Facilitating compliance with Pinyin orthography (中文拼音正词法) for teachers and learners is a main task for Chinese language teachers and software designers. This article introduces algorithmic self-correcting software solutions for Pinyin Input with non-standard spacing. Focus is on four aspects of Pinyin orthography in a computerized learning environment: 1) spacing rules for modal particles, 2) orthography of four-syllable fixed expressions, 3) number/measure-word combinations, and 4) an option for tone changes ("sandhi") being reflected in the Pinyin rendering.
Reflect tone sandhi in Pinyin text (on the KEY 5.1 "Language Properties" panel)

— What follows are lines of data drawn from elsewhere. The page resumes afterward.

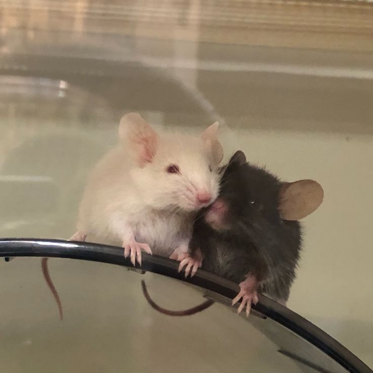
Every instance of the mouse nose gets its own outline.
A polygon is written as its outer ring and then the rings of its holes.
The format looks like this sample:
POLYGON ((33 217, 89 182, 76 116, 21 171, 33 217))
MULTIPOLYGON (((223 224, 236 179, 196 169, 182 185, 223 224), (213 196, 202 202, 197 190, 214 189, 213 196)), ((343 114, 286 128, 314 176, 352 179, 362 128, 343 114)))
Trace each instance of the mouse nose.
POLYGON ((199 192, 197 195, 197 201, 200 203, 208 203, 211 200, 211 193, 208 192, 199 192))

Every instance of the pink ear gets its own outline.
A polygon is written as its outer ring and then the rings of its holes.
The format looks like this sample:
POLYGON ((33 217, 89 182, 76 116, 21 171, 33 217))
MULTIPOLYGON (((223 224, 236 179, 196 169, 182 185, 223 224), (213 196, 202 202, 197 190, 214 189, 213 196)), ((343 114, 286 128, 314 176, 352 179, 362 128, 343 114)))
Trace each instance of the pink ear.
POLYGON ((215 122, 202 133, 202 140, 211 152, 212 160, 217 166, 221 162, 224 156, 223 147, 217 139, 217 130, 219 123, 215 122))
POLYGON ((153 162, 157 152, 158 135, 139 114, 131 113, 122 117, 119 136, 139 167, 143 167, 153 162))
POLYGON ((279 196, 280 215, 284 220, 299 220, 316 210, 323 198, 324 191, 314 180, 283 183, 279 196))

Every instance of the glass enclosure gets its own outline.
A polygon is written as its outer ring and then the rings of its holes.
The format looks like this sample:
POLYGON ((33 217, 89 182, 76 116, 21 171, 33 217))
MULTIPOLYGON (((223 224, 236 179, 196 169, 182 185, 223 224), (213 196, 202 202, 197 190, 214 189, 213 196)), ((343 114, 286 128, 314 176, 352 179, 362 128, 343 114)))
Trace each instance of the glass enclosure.
MULTIPOLYGON (((322 185, 287 305, 373 366, 373 4, 0 0, 0 237, 70 237, 126 113, 194 133, 217 120, 225 160, 241 149, 283 180, 322 185)), ((102 263, 51 260, 61 323, 40 259, 0 265, 7 373, 317 368, 302 359, 343 371, 307 344, 301 357, 292 342, 278 352, 274 338, 290 332, 272 319, 219 304, 159 315, 141 276, 102 263)), ((165 306, 201 301, 145 277, 165 306)))

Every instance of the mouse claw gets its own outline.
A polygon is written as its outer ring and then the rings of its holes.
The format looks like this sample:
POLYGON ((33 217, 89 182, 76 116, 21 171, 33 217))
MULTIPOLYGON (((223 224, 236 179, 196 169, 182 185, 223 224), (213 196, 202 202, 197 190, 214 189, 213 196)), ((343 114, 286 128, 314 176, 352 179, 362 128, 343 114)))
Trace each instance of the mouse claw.
POLYGON ((146 243, 139 243, 134 241, 125 244, 123 247, 124 248, 124 257, 128 258, 129 256, 131 258, 131 263, 134 267, 136 266, 136 260, 140 266, 141 265, 141 250, 153 255, 153 252, 149 245, 146 243))
POLYGON ((257 281, 253 276, 249 276, 246 280, 242 281, 239 286, 240 292, 233 299, 232 305, 234 306, 240 299, 242 299, 241 304, 237 309, 237 313, 240 314, 246 307, 246 317, 249 316, 251 310, 251 304, 256 305, 259 301, 256 287, 257 281))
POLYGON ((178 271, 180 272, 183 268, 186 266, 185 269, 185 278, 186 278, 190 274, 191 274, 191 277, 193 277, 196 274, 198 268, 201 267, 202 265, 202 259, 199 258, 195 259, 191 256, 188 256, 180 263, 178 271), (191 273, 191 270, 192 270, 192 273, 191 273))

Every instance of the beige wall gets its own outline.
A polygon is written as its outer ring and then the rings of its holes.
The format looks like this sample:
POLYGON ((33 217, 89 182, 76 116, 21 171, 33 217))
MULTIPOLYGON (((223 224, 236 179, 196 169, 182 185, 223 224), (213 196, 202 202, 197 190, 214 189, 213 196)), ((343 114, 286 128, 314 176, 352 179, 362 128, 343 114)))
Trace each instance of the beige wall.
POLYGON ((313 178, 323 187, 323 204, 304 220, 288 306, 373 365, 373 136, 227 132, 226 153, 241 148, 285 180, 313 178))

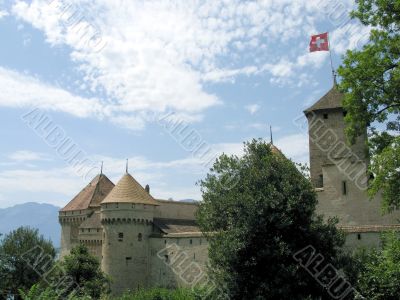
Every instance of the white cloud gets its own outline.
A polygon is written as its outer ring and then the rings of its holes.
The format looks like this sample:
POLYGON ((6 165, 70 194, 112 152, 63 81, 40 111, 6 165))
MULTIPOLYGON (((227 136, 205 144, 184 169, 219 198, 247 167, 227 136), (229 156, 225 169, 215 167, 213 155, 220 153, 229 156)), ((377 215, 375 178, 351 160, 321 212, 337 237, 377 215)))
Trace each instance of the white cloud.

This new feature solves a problem encountered by all learners and teachers of Chinese: the tonal changes that happen when, for example, two or more third-tone syllables follow one another. Further, the two characters bu4 ("not") and yi1 ("one") change their tones depending on the tone of the character that follows. – Here are the rules with examples:
Note: According to the Pinyin standard (1996) these tone changes should, by default, not be reflected in the Pinyin tone marks – we have kept to this rule in KEY 5.1. However, with the new feature on the Language Properties panel we have given the user a tool to set the system to showing the tone sandhi in Hanzi with Pinyin mode (to toggle, use the new H/P button on the KEY5.1 toolbar). The words/characters subject to tone change have a grey background when the feature is turned on.
In summary, it should be our goal to strive for the implementation of the Pinyin orthography standards. After all it was Confucius who warned "Míng bù zhèng zé yán bù shun, yán bù shùn zé shì bù chéng 名不正则言不順, 言不順则事不成" – if the words are not clear there’s no communication, and without communication things don’t get done.